The TG content of SGP-1-1 on IR HepG2 cells was shown in Figure 5f. As compared to the control group, the TG content of HepG2 cells was significantly higher in the IR group (p < 0.01), which was about 3.3-fold higher than that of the control group. Compared with the IR group, the TG content of the positive control and the SGP-1-1 low-, medium-, and high-dose groups was significantly lower (p < 0.01), with 23.19%, 19.6%, 22.36%, and 11.75%, respectively. This implies that all doses of SGP-1-1 treatment improved the TG content of IR-HepG2 cells.

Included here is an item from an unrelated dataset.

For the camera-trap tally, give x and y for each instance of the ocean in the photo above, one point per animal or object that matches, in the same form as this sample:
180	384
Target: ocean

3.5. Relationship between Structure and Biological Activity

The antioxidant and hypoglycemic activity of SGP-1-1 is closely related to its monosaccharide composition (a higher proportion of Gal and Man), glycosidic-bond type (contains both α- and β-glycosidic bonds) and lack of three-stranded helical structure (Figure 6). The monosaccharide composition of SGP-1-1 contains a high proportion of Man and Gal, which may be related to its hypoglycemic activity [11]. Cao et al. obtained a polysaccharide with high Man content (PSP-1) from Sargassum pallidum. The results of hypoglycemic experiments showed that PSP-1 had good α-amylase- and α-glucosidase-inhibitory activities and significantly promoted glucose consumption, glycogen synthesis, and PK and HK activities in insulin-resistant cells [41]. Microwave-assisted extraction of S. cerevisiae polysaccharide (STP-1) also has a high content of Man, possesses strong antioxidant- and α-glucosidase-inhibitory activity, and improves glucose uptake by IR-HepG2 cells [41]. Moreover, SGP-1-1 contains both α- and β-glycosidic bonds, which may contribute to its superior in vitro antioxidant and hypoglycemic activity. The major glycosidic bond of the polysaccharide MFP-2A isolated from Mallotus furetanus (Baal) Muell Arg consists of both α- and β-glycosidic bonds. In contrast, in previous studies, MFP-2A also showed remarkable free-radical-scavenging ability and α-glucosidase-inhibitory activity in vitro [43]. Notably, polysaccharides with hypoglycemic activity do not apparently have a three-stranded helical structure [41]. SGP-1-1, without a three-stranded helical structure, exerts excellent hypoglycemic activity by in vitro assay and cell experiment. Jia et al. studied an ultrasound-assisted enzymatic extraction of two polysaccharides (SFP-1 and SFP-2) from Sargassum fusiforme, which do not have a triple-helix structure but had significant hypoglycemic activity [4].

Figure 6

Relationship between structure and biological activity of SGP-1-1.

4. Conclusions

In conclusion, this study elucidated the structure of SGP-1-1 from SG, as well as its antioxidant activity and hypoglycemic effect in vitro. The results showed that SGP-1-1 (Mw = 19.037 kDa) consists of Gal:Man:Glc in the molar ratio of 1:2.56:4.90. NMR revealed that the polysaccharide of SGP-1-1 contains α- and β-glycosidic bonds and was elucidated as a glucomannan. It does not have a three-dimensional helical structure. In addition, in vitro experiments showed that SGP-1-1 has good antioxidant and hypoglycemic activity. The relationship between the structure and function of SGP-1-1 was also focused on. These results suggest that SGP-1-1 could be used as a potential antioxidant and hypoglycemic component in functional foods.